Later, after the webcast, a department spokesman reiterated that the health districts would remain the basis for the plan.
“The Wolf administration felt (the district map) is the most useful for handling,” the spokeswoman wrote.
“(Still) we don’t want to emphasize the metric too much,” Levine said during the webcast.
In addition to the threshold concentration of recent infections in a region, the department will also consider a region’s capacity for handling an outbreak and its capacity for expanded testing, case investigation and contact tracing, Levine said.
The state is working on developing capacity for the contact tracing, according to Levine.
The department’s community health nurses will take the lead, but the department will also be relying on county and municipal health departments and on hospital and health systems — Geisinger in particular — plus volunteers and new department hirees, Levine said.
The department is working with The MITRE Corp. on the tracing plans, she said.
With MITRE’s Sara Alert, individuals can “enter their symptoms into the tool daily, providing public health officials with real-time insights,” according to the corporation website.
“By tracking potential cases, state and local public health departments can rapidly and safely arrange health care and prevent further spread of the infection,” the website states.
The department is also hoping to take advantage of a partnership between Apple and Google, she said.
Pennsylvania is also talking to other states about the contact tracing, Wolf said.

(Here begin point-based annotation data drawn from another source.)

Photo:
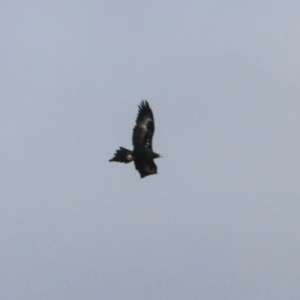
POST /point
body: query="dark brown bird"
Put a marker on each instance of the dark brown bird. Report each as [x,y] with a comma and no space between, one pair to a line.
[142,154]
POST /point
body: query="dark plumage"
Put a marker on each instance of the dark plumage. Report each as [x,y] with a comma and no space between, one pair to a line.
[142,154]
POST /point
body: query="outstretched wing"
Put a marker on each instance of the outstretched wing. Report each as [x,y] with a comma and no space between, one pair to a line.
[145,167]
[144,128]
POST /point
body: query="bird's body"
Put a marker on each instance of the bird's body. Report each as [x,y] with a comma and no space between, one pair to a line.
[142,154]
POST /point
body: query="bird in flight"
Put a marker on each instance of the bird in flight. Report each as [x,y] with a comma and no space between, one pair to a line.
[142,154]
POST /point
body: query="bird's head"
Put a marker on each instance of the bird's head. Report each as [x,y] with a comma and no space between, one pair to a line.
[157,155]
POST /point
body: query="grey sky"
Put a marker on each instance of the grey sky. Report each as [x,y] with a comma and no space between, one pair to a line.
[221,218]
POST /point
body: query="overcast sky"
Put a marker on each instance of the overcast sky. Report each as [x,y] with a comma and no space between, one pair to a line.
[220,220]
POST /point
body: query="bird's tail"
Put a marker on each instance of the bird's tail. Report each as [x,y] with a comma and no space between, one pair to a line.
[123,155]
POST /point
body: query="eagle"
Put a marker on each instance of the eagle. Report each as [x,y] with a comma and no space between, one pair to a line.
[142,154]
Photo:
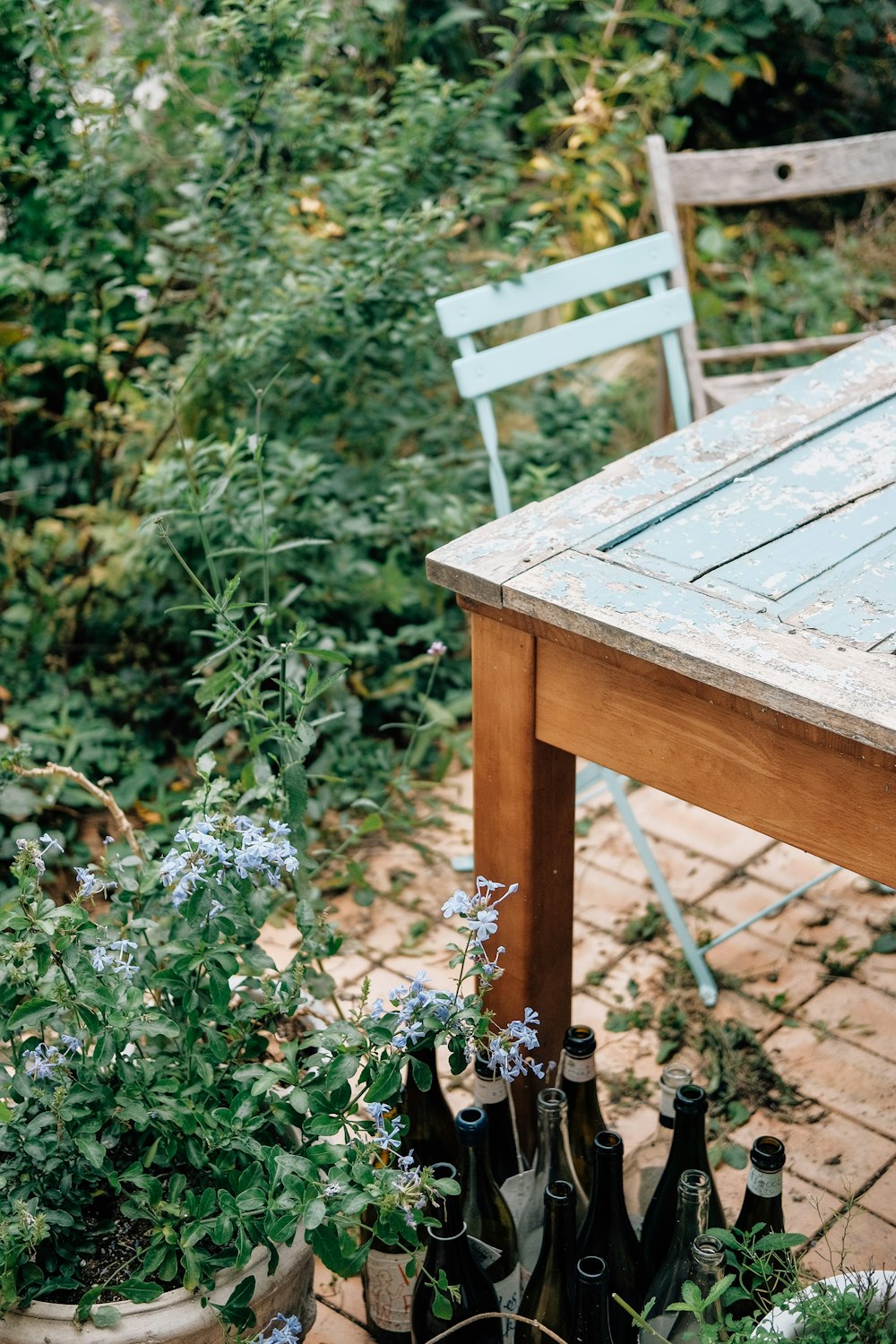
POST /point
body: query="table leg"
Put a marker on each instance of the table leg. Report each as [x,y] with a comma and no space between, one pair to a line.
[522,831]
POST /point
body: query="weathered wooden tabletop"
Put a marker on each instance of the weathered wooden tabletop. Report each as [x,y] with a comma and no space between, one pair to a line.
[754,551]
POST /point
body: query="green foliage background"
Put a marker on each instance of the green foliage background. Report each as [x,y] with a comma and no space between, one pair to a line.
[226,226]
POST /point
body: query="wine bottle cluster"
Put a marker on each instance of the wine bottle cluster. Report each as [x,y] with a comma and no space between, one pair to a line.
[560,1254]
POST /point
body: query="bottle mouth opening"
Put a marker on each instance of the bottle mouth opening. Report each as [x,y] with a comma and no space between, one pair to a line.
[767,1153]
[579,1042]
[470,1123]
[591,1268]
[691,1099]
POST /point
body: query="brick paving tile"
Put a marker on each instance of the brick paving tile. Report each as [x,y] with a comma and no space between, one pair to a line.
[802,922]
[857,1012]
[688,873]
[806,1207]
[882,1198]
[748,1011]
[763,969]
[786,867]
[670,819]
[592,952]
[829,1150]
[880,972]
[857,1239]
[839,1074]
[333,1328]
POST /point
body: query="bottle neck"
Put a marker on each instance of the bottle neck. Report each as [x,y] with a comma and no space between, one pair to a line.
[692,1215]
[551,1124]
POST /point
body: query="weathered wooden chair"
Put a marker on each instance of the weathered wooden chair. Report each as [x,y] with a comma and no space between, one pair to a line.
[482,371]
[747,177]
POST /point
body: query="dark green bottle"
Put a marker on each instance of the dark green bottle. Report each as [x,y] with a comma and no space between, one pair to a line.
[590,1314]
[688,1150]
[607,1233]
[707,1268]
[762,1204]
[492,1091]
[578,1080]
[548,1295]
[489,1223]
[691,1222]
[430,1136]
[447,1250]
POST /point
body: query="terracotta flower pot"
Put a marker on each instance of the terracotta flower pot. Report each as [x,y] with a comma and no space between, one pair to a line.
[177,1317]
[786,1325]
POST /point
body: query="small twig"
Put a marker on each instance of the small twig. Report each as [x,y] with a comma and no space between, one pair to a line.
[500,1316]
[35,771]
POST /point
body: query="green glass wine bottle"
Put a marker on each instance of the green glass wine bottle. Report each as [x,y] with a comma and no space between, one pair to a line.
[430,1134]
[691,1222]
[548,1295]
[590,1312]
[492,1091]
[552,1163]
[447,1250]
[578,1080]
[762,1207]
[688,1150]
[489,1223]
[607,1233]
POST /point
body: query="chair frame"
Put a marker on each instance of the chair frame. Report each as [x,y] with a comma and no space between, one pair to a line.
[478,373]
[747,177]
[664,314]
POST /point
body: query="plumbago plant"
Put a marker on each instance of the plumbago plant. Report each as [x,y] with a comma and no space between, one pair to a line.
[172,1099]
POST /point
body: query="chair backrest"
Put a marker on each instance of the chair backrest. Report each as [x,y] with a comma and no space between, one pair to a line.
[482,371]
[751,177]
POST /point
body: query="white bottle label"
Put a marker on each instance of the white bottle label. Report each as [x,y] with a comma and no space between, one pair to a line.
[509,1293]
[767,1185]
[578,1070]
[517,1193]
[487,1090]
[389,1290]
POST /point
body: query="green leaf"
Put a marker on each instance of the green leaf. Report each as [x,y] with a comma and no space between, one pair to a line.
[94,1152]
[139,1290]
[30,1012]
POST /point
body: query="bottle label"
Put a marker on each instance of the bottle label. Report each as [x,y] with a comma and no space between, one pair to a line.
[517,1191]
[579,1070]
[509,1292]
[487,1090]
[766,1185]
[389,1290]
[482,1253]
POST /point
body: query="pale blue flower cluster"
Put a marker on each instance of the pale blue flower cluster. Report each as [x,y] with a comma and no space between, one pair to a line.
[123,964]
[90,884]
[287,1332]
[43,1061]
[215,847]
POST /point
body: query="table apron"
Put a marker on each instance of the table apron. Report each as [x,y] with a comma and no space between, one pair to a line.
[810,788]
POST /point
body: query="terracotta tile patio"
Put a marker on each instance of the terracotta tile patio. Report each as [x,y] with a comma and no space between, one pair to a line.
[831,1039]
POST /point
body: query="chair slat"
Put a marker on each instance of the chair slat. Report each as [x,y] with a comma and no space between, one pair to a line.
[487,306]
[783,172]
[484,373]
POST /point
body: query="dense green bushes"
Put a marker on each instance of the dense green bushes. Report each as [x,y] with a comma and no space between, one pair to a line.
[226,226]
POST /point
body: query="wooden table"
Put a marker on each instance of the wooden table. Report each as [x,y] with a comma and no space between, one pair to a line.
[715,616]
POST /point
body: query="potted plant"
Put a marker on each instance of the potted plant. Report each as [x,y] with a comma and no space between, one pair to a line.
[848,1308]
[167,1137]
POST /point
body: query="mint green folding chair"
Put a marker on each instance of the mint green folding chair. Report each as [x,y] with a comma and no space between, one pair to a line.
[478,373]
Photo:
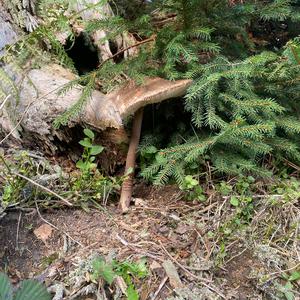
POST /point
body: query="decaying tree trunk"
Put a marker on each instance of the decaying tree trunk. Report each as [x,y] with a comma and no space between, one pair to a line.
[31,117]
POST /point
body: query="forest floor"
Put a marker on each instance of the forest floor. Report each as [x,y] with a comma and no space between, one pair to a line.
[192,250]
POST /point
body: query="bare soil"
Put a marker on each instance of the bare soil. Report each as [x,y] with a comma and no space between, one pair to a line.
[160,226]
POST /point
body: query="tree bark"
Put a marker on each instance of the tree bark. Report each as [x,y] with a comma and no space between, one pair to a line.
[127,186]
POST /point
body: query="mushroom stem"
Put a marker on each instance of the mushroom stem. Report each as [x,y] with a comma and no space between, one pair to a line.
[127,186]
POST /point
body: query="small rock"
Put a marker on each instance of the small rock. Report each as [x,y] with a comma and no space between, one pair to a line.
[171,272]
[182,229]
[164,229]
[43,232]
[139,202]
[155,265]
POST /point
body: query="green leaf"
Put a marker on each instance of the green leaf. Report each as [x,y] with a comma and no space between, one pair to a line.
[86,143]
[234,201]
[104,270]
[81,165]
[5,288]
[32,290]
[96,149]
[89,133]
[132,294]
[295,276]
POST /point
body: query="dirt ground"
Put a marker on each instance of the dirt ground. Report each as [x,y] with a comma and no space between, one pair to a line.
[160,226]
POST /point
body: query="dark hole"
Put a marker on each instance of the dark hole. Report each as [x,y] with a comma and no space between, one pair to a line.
[83,53]
[114,49]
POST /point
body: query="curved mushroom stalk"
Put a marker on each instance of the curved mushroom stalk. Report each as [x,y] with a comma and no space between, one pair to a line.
[134,99]
[127,186]
[39,105]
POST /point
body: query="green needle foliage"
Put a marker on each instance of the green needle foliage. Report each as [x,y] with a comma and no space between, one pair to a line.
[243,100]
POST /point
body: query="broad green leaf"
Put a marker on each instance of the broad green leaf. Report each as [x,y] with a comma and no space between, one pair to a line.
[86,143]
[104,270]
[5,288]
[234,201]
[89,133]
[96,149]
[295,276]
[81,165]
[132,294]
[32,290]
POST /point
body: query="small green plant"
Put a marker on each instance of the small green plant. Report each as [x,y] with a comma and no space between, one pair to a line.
[86,164]
[287,290]
[28,290]
[192,188]
[129,271]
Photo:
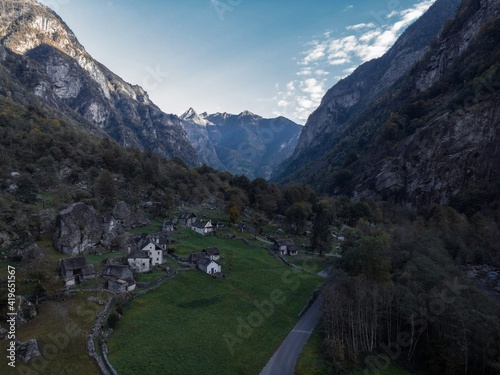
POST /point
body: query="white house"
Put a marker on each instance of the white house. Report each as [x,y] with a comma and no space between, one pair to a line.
[119,278]
[285,247]
[154,251]
[168,226]
[187,218]
[202,227]
[209,266]
[139,261]
[212,253]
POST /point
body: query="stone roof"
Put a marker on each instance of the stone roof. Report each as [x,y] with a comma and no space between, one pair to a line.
[212,250]
[286,242]
[71,264]
[196,257]
[202,224]
[120,272]
[187,215]
[206,261]
[138,254]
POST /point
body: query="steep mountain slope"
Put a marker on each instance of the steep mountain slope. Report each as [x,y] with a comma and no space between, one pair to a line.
[350,96]
[434,134]
[44,56]
[199,137]
[242,144]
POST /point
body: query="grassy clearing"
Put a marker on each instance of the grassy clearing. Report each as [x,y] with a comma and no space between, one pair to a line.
[196,324]
[311,360]
[60,329]
[393,369]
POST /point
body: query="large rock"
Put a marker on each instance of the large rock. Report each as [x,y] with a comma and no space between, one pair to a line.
[30,252]
[26,311]
[122,213]
[77,229]
[27,350]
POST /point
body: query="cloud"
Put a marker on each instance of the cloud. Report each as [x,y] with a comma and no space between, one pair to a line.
[341,54]
[361,26]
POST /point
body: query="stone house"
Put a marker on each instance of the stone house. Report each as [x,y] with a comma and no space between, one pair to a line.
[202,227]
[209,266]
[75,270]
[153,249]
[285,247]
[212,253]
[168,226]
[194,258]
[187,218]
[119,278]
[139,261]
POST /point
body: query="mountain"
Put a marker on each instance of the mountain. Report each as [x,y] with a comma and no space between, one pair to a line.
[241,144]
[418,125]
[40,55]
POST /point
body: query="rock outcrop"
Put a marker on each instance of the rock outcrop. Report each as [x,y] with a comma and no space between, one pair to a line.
[77,228]
[122,213]
[26,311]
[27,350]
[423,138]
[31,252]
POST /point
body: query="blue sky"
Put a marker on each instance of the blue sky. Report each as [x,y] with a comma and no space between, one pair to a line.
[269,57]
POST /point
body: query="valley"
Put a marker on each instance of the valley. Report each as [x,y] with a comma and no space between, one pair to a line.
[133,240]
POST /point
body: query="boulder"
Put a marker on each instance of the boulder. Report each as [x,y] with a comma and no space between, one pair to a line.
[138,220]
[77,229]
[122,213]
[30,252]
[27,350]
[26,311]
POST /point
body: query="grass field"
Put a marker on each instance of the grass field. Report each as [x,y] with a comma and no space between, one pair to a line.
[60,329]
[311,360]
[197,324]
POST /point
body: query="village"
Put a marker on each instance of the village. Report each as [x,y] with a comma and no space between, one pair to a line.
[149,252]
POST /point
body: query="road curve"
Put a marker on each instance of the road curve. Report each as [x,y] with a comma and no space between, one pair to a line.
[284,359]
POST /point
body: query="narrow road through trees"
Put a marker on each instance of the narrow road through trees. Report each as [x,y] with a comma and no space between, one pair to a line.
[284,359]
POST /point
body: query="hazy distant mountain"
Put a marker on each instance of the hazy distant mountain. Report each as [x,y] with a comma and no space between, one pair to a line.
[242,144]
[421,123]
[40,54]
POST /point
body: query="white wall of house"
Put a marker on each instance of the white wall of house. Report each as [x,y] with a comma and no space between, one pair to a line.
[210,268]
[156,257]
[140,264]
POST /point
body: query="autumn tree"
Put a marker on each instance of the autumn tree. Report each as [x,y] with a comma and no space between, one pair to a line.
[323,218]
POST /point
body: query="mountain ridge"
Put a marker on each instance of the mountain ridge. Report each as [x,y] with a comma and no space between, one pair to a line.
[432,135]
[349,96]
[243,143]
[47,57]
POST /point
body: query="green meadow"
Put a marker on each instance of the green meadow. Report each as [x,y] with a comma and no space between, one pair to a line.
[197,324]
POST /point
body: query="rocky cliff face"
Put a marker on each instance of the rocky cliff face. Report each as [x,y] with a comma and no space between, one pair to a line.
[433,133]
[45,56]
[77,228]
[352,95]
[456,145]
[430,135]
[241,144]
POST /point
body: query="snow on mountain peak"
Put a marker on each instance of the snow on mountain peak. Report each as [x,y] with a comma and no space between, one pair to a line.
[191,116]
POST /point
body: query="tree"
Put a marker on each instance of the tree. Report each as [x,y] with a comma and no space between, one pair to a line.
[323,218]
[296,216]
[106,188]
[26,189]
[234,213]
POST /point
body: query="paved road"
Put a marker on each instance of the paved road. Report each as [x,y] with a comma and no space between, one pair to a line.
[284,359]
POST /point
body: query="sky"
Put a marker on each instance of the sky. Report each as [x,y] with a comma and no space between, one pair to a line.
[273,58]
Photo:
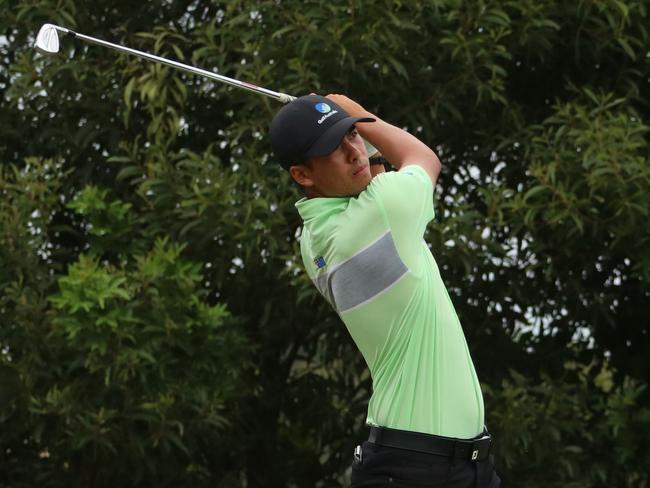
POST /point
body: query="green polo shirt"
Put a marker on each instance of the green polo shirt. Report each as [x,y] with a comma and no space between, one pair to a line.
[367,257]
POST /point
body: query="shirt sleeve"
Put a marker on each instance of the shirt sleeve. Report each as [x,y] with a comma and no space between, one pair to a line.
[406,199]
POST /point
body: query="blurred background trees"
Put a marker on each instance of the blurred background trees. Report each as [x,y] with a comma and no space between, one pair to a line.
[156,328]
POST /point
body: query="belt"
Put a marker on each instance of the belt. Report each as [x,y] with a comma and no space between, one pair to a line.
[476,449]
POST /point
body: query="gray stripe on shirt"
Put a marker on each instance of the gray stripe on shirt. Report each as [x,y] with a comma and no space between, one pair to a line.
[360,278]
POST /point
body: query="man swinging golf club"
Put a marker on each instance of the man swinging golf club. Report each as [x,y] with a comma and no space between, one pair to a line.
[362,246]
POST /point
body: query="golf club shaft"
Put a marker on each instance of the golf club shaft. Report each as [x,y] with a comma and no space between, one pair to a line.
[282,97]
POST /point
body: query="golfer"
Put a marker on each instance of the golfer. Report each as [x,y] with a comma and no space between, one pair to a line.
[362,245]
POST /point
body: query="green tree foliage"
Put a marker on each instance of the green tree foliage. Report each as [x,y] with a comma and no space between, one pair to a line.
[155,325]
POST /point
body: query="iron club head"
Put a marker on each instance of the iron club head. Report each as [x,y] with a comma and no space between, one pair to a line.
[47,40]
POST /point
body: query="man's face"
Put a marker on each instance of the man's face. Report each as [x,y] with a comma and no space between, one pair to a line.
[344,172]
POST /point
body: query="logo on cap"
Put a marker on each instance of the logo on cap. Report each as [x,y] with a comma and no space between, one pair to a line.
[323,107]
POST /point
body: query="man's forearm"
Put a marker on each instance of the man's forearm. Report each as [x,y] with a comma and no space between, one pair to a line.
[397,145]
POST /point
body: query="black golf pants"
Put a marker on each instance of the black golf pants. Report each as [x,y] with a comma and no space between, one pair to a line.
[382,466]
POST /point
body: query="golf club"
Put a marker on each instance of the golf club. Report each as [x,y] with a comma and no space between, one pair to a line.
[47,42]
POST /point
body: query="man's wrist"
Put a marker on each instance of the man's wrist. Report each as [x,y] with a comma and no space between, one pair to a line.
[378,160]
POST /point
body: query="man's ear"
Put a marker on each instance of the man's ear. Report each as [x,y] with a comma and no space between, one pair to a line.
[301,175]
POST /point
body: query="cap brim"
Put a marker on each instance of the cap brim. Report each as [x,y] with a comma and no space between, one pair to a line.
[329,141]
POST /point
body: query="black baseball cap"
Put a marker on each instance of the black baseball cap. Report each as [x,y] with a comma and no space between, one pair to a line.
[309,126]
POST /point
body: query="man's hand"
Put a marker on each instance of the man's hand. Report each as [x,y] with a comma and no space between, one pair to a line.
[397,145]
[349,105]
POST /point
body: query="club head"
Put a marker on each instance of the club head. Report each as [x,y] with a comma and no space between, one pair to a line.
[47,40]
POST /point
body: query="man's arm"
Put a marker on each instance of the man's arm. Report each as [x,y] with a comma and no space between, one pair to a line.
[395,144]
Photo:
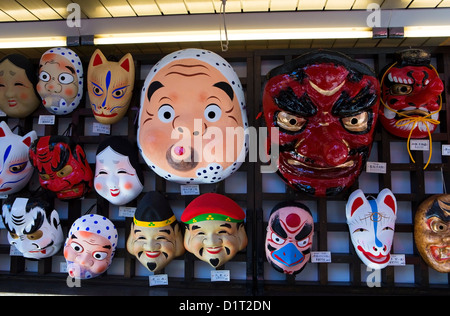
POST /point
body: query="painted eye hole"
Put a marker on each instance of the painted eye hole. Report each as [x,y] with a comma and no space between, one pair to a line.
[289,122]
[277,239]
[16,168]
[44,76]
[166,113]
[213,113]
[65,78]
[400,89]
[303,243]
[100,255]
[76,246]
[357,123]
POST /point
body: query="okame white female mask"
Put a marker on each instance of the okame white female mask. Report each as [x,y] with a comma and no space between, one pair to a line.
[371,224]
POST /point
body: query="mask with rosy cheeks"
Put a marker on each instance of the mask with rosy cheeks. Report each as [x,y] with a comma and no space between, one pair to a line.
[62,166]
[15,167]
[371,223]
[155,236]
[432,232]
[110,86]
[192,120]
[33,226]
[60,80]
[118,175]
[325,106]
[18,97]
[289,237]
[215,230]
[411,94]
[90,246]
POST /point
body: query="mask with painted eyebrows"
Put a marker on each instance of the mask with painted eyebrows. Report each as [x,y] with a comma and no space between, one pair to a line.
[192,119]
[325,105]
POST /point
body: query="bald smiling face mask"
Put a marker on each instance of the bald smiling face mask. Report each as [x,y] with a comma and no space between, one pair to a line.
[192,118]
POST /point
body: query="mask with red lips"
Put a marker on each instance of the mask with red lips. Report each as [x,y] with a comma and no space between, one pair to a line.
[289,237]
[62,166]
[411,91]
[325,105]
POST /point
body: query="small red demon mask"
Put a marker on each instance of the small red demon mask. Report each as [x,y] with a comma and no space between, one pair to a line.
[325,105]
[289,237]
[410,93]
[62,166]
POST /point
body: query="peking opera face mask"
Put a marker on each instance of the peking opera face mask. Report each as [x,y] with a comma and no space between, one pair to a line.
[118,175]
[325,105]
[15,166]
[62,166]
[18,97]
[90,246]
[60,80]
[33,226]
[289,237]
[371,223]
[110,86]
[215,229]
[432,232]
[192,120]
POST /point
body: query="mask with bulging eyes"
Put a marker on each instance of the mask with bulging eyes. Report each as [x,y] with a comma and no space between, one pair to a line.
[325,105]
[289,237]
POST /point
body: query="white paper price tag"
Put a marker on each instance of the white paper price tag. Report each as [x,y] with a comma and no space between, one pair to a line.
[158,279]
[190,189]
[46,120]
[375,167]
[101,128]
[320,257]
[126,211]
[419,144]
[397,260]
[220,275]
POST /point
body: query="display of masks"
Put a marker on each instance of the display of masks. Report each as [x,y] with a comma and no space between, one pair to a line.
[192,119]
[325,105]
[432,232]
[60,80]
[289,237]
[90,246]
[110,86]
[15,167]
[33,226]
[371,223]
[18,96]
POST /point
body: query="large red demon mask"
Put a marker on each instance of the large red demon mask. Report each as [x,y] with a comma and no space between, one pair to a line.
[325,105]
[410,93]
[62,166]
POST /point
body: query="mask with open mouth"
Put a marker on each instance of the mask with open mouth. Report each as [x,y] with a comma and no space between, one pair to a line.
[432,231]
[325,105]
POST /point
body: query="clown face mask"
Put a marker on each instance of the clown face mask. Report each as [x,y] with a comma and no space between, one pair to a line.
[110,86]
[15,167]
[62,166]
[289,237]
[432,232]
[411,90]
[90,246]
[371,224]
[118,175]
[60,80]
[18,97]
[192,120]
[215,229]
[155,237]
[325,106]
[33,226]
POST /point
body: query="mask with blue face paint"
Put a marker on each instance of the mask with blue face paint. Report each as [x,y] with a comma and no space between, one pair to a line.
[289,237]
[371,224]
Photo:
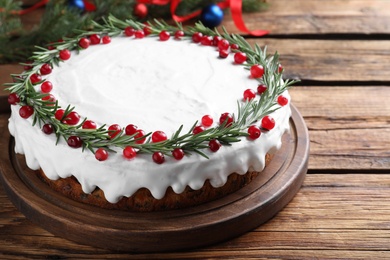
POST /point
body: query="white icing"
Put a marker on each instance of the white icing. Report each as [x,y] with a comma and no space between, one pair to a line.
[156,86]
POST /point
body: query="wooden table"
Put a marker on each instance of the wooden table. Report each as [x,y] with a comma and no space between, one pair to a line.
[340,50]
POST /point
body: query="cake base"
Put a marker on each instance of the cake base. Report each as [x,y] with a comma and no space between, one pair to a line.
[193,227]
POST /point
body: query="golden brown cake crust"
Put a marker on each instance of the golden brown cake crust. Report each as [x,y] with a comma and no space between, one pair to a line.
[142,200]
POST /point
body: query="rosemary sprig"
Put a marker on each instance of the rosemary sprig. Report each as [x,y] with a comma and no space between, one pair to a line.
[248,112]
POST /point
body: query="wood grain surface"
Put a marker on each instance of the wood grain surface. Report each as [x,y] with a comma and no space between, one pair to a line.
[340,51]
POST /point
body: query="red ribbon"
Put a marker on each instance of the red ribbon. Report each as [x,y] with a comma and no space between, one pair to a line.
[234,5]
[89,7]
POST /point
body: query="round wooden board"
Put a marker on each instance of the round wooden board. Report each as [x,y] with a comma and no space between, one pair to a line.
[203,225]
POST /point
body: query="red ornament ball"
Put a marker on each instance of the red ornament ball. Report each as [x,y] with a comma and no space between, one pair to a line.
[158,157]
[13,99]
[267,123]
[129,152]
[101,154]
[140,10]
[26,111]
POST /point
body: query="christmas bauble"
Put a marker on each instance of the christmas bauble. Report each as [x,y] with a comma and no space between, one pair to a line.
[79,4]
[211,16]
[140,10]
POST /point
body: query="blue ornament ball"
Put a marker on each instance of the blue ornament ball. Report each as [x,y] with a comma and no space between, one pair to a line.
[79,4]
[211,16]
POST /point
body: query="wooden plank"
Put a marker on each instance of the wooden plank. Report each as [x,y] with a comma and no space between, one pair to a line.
[331,60]
[348,126]
[297,17]
[344,215]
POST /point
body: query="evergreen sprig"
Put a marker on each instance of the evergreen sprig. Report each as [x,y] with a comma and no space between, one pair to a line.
[249,112]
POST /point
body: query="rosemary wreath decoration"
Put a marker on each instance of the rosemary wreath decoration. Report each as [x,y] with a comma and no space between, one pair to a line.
[249,112]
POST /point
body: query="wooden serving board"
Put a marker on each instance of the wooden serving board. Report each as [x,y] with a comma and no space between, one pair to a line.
[173,230]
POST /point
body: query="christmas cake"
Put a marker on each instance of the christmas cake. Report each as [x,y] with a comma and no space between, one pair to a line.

Maintaining privacy is one of the main concerns, according to the governor.
The state is urging medical professionals to fulfill a COVID-19 reporting obligation that most have ignored — adding information on the race of patients.
The information is missing on 70 percent of the reports received by the Department of Health, Wolf and Fetterman said.
Reportedly, people in minority groups, especially black people, have been hurt disproportionately by the pandemic, but “we lack the statistics needed to see the severity,” Wolf said.
Better information would enable the state to target efforts to ensure that everyone has the same level of access to testing and treatment, Wolf said.
The state wants people in minority communities to get better information about testing locations and hours and doesn’t want a lack of vehicles, prior medical care or relationships with a doctor to be obstacles to testing and treatment, according to Wolf and Fetterman.
The additional information will help the state to identify hard-to-detect cases, according to the news release.
The state additionally hopes that something “durable” will come out of the effort, “when we’re past this crisis,” Fetterman said.